Today, we’re taking a closer look at what the Gottmans call dreams within conflict.

The couples we work with are sometimes surprised — and sometimes not so surprised — to discover that buried deep under their resentment and hurt is a dream that needs tending to.

Research from the Gottmans shows that “most relationship conflict (especially gridlocked conflict) finds its roots in unfulfilled dreams. These are feelings of frustration and resentment that partners feel towards one another when their hopes and goals for the future are not being respected or honored.”

If you and your partner think there may be an unfulfilled dream at the root of your gridlocked conflict, there is hope!

Dreams within conflict can be used as a tool to improve your relationship and manage the gridlock in healthy, life-giving ways.

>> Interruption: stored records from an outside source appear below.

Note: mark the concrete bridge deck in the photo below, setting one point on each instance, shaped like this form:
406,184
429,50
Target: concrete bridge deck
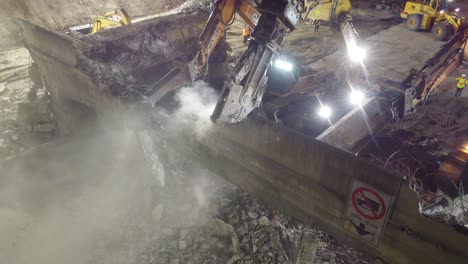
294,173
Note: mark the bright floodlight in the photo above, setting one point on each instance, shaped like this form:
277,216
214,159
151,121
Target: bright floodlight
356,97
324,112
283,65
356,53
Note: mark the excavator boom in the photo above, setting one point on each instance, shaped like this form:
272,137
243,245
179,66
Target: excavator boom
111,19
437,69
271,20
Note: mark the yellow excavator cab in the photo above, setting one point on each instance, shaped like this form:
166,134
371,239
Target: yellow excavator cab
432,15
327,10
111,19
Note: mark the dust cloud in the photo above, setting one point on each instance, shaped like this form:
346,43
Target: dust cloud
196,105
107,195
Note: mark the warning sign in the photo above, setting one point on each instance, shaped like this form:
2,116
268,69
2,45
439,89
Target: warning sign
367,212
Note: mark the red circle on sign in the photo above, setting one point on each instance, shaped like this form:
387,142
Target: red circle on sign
372,214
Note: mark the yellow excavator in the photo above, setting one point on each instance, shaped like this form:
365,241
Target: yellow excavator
270,20
112,19
432,16
420,84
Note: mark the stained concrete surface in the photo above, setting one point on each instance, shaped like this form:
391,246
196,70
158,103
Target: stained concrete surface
26,120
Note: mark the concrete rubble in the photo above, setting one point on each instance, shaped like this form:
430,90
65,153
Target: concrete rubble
213,221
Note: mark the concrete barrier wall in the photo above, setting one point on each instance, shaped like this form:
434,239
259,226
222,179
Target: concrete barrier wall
311,181
299,175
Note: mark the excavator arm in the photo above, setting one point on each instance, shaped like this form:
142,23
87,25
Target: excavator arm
419,85
271,20
222,16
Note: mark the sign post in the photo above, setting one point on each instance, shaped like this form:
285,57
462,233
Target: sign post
367,211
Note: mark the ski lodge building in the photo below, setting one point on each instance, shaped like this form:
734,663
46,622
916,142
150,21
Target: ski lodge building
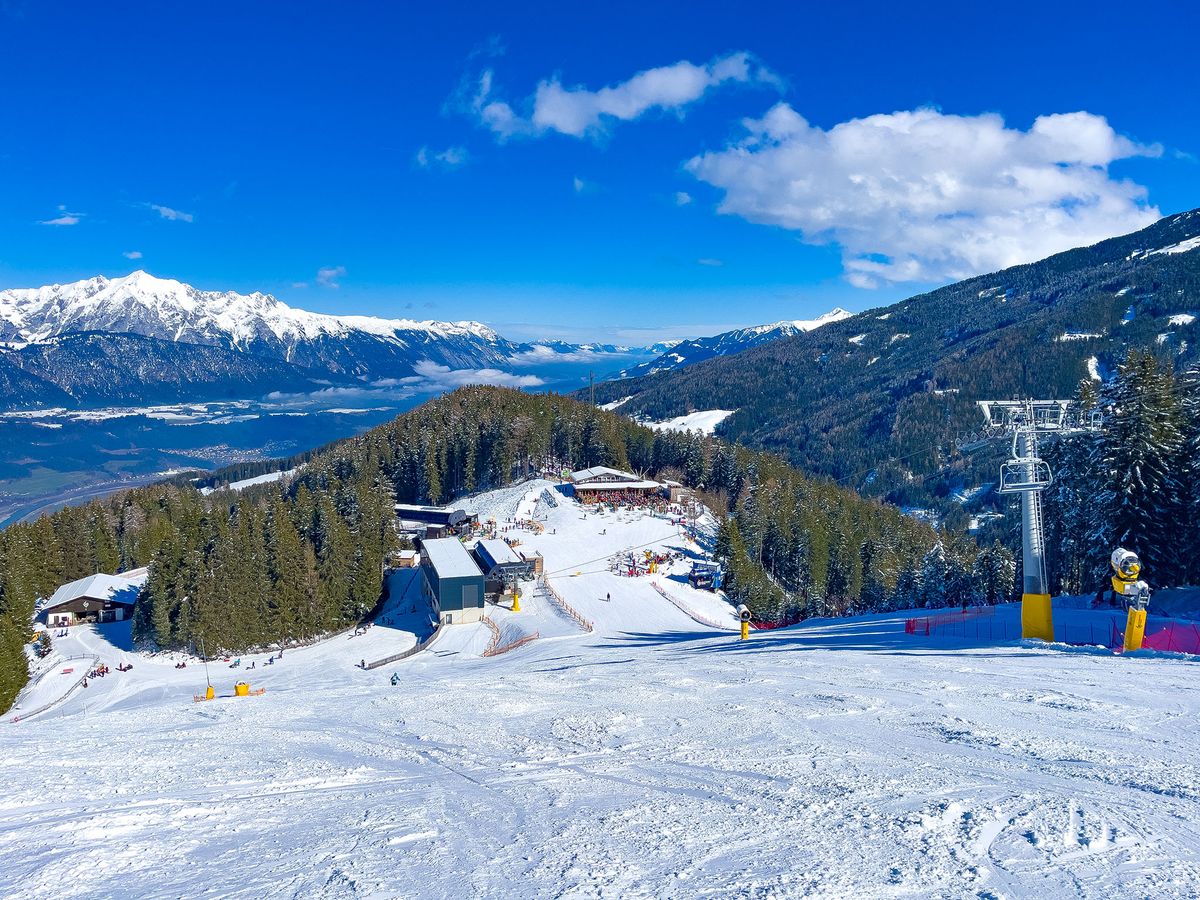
599,479
453,583
432,521
99,598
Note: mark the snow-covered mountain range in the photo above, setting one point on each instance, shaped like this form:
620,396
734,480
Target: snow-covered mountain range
685,353
256,323
244,341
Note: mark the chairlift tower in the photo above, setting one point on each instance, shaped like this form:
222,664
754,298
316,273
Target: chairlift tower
1025,473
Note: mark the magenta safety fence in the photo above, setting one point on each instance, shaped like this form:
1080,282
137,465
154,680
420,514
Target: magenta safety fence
982,623
1175,637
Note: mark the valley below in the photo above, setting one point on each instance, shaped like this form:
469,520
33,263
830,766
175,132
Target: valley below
55,456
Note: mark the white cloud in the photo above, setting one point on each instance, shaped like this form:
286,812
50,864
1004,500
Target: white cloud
431,375
923,196
328,275
64,219
580,112
449,159
540,354
173,215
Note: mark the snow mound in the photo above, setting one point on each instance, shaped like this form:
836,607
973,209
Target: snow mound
703,421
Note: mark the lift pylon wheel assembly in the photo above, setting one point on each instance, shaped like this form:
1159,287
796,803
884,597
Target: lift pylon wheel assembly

To begin discussing your dreams within conflict, both you and your partner need to agree to the following:

  1. Decide that you can set aside persuasion — and don’t have to convince one another of anything
  2. Share your heart and be vulnerable (it can feel risky to share the true inner desires of your heart in this area; that’s normal)
  3. Set up the conversation with some parameters; promise to be non-judgmental about the things that each of you share
  4. Commit to set aside preconceived ideas (both yours and your partner’s)
  5. Do everything you can to make them feel safe enough to open up and share their very vulnerable thoughts; suspend any judgment that would cause your partner to shut down or not feel cared for 

When left unaddressed, gridlock can lead to separation and divorce, but it doesn’t have to. If you’d like professional guidance in exploring your dreams within conflict, don’t hesitate to reach out to our experienced, dedicated team of therapists.
Get in touch today.

In the meantime, as we’ve said before, remember to work to discover what you and your partner can be flexible about. Celebrate all the things you can agree about.

That sort of common ground is a wonderful antidote to resentment and hurt, and it can help pave a way for you and your partner to navigate gridlock and get to a better place in your relationship — together.